Underground banking has long been associated in the West with the laundering of illegal funds to make them appear legal. This involves taking illegitimate funds and investing them into a business or legal entity, making the funds look like revenue. The money then comes out of the business as legal currency that can be used without worry, especially from tax agencies and law enforcement.

However, other forms of underground banking have existed for centuries as well. In Asia, for example, curbside banking has long provided the means for micro-businesses to get started via person-to-person loans. These loans often involve much higher interest charges, but they are also less stringent in terms of application criteria. In a common example, a small merchant goes to a curbside banker for financial assistance. A deal is struck, the amount provided, and the curbside banker then earns profit on the payments coming back. The difference though is there is no government regulation, taxes, or scrutiny. So the curbside banker earns a far greater profit faster.

The curbside banker relies on a couple of factors to be successful. First, the borrowers and the banker are part of a tight community. They don’t just lend to anyone. The borrower and lender are well known to each other in a small social group. The success of the shadow banking system depends on this community supporting the system. Unlike pawn shops, loan sharks or similar, the curbside banker is desired by his customers and protected. That makes the system work.

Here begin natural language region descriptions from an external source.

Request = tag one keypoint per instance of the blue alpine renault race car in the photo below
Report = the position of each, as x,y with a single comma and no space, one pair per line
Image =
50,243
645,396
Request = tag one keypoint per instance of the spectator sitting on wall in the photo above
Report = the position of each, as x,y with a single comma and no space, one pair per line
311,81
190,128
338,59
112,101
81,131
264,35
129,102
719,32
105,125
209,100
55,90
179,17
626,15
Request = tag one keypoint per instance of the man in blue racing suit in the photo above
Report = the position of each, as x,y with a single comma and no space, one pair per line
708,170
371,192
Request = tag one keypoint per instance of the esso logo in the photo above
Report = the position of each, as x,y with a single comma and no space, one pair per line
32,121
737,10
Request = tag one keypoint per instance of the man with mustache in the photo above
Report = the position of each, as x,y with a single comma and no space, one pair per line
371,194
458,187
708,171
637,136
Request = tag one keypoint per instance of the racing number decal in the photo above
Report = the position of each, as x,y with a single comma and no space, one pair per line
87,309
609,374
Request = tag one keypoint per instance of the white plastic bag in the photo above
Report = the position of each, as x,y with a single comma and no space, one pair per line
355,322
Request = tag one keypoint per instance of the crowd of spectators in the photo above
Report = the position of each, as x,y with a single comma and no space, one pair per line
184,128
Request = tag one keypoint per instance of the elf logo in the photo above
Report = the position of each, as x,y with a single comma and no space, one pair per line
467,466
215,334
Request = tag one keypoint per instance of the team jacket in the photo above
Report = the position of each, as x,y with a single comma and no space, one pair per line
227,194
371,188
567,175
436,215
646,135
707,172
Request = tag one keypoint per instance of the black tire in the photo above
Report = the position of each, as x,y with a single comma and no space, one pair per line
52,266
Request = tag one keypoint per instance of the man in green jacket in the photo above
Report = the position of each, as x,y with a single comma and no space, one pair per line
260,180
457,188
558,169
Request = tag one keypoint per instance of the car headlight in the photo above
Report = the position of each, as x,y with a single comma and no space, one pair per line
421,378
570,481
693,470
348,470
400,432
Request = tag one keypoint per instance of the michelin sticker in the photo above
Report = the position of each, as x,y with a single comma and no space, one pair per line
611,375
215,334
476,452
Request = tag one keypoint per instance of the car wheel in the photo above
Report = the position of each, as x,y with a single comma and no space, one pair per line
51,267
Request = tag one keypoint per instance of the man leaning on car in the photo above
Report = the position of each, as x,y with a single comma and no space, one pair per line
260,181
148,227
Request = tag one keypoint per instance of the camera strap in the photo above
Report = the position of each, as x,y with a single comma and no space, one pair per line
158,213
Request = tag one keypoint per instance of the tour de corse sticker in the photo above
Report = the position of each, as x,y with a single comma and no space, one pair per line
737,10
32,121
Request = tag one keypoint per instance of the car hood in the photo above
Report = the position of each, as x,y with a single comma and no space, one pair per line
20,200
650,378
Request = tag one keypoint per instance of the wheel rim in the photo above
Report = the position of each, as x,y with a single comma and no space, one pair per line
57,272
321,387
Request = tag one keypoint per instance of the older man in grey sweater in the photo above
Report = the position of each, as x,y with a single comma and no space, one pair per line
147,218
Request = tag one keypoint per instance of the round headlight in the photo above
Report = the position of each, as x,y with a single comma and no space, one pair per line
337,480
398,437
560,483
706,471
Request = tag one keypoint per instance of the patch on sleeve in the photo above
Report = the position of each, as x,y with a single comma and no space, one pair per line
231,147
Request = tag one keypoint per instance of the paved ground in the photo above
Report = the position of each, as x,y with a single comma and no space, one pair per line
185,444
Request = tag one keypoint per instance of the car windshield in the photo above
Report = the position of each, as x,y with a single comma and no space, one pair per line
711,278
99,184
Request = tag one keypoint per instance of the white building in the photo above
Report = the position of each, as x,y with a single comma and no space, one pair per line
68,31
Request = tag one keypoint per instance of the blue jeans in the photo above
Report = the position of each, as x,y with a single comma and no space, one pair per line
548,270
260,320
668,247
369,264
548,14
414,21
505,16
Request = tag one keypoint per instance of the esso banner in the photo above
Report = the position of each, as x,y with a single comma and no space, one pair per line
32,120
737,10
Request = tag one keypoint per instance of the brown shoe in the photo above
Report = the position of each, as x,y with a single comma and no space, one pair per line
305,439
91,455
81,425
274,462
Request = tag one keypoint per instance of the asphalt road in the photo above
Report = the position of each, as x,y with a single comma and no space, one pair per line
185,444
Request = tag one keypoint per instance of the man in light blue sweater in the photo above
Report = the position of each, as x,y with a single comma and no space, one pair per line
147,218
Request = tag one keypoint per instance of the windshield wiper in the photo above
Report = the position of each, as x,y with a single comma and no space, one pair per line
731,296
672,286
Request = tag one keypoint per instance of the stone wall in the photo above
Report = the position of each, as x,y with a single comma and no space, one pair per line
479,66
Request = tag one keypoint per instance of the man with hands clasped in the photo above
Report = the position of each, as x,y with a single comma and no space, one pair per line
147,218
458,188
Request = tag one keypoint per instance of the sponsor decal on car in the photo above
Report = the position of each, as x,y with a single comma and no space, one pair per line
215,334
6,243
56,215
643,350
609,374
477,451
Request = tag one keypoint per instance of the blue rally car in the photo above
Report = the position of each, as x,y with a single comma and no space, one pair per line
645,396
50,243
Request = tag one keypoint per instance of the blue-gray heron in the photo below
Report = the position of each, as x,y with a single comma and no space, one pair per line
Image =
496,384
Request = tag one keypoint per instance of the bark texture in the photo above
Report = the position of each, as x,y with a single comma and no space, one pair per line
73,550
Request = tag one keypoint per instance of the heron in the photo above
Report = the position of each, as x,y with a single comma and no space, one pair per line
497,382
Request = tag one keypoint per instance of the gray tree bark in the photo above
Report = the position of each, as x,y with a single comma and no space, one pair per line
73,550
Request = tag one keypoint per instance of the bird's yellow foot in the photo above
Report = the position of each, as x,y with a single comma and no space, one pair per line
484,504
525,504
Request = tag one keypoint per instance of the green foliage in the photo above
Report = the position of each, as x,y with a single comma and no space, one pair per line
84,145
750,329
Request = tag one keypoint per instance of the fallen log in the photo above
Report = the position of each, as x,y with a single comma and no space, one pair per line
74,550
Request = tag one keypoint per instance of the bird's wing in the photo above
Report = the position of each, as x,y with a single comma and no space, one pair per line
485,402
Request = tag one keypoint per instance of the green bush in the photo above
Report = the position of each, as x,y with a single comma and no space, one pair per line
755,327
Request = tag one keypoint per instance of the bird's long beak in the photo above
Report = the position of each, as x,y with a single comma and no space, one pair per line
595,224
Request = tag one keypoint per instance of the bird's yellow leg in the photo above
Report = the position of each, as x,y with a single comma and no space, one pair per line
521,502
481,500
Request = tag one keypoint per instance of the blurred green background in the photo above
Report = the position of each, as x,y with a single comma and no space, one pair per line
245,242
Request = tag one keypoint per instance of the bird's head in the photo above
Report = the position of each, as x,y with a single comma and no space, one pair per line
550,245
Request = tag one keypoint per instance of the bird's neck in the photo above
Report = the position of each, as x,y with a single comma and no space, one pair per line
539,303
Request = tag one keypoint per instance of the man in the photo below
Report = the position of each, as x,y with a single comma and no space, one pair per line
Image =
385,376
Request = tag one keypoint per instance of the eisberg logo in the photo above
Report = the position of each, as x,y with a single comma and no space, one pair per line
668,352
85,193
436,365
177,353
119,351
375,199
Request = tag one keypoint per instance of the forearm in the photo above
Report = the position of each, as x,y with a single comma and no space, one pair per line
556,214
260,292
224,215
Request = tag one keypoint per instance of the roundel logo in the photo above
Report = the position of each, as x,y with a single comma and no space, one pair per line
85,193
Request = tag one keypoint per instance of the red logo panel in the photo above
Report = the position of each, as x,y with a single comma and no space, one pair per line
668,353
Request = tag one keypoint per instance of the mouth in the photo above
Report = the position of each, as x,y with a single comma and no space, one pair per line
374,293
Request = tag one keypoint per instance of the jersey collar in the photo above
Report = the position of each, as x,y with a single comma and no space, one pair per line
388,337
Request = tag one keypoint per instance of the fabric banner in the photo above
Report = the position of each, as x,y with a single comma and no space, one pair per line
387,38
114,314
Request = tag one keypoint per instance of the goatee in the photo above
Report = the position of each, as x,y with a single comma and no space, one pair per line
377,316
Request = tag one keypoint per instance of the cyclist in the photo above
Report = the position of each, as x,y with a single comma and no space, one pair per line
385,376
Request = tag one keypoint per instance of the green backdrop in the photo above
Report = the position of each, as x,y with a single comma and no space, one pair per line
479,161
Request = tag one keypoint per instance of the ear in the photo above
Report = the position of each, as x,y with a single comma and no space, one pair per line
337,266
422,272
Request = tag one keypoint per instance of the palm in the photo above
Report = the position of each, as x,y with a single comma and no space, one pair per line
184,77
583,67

While the curbside banking model can be quite useful for everyone involved, it’s also very risky. Bankers can be exposed and arrested by disgruntled borrowers who turn on them. Small businesses can be put out of operation by lending rates that quickly get too expensive to pay back. Borrowers can also default, taking off with the funds and there is little recourse aside from illegal activity to get the money back. However, the shadow banking system still works despite the potential problems. And where it does, the profits are huge.

The demand doesn’t often weaken either. There are plenty of people in every culture who need financing but can’t meet traditional borrowing standards or criteria. That doesn’t negate their need; it makes it more desperate. And, unfortunately, it’s starting to catch on in the Western world.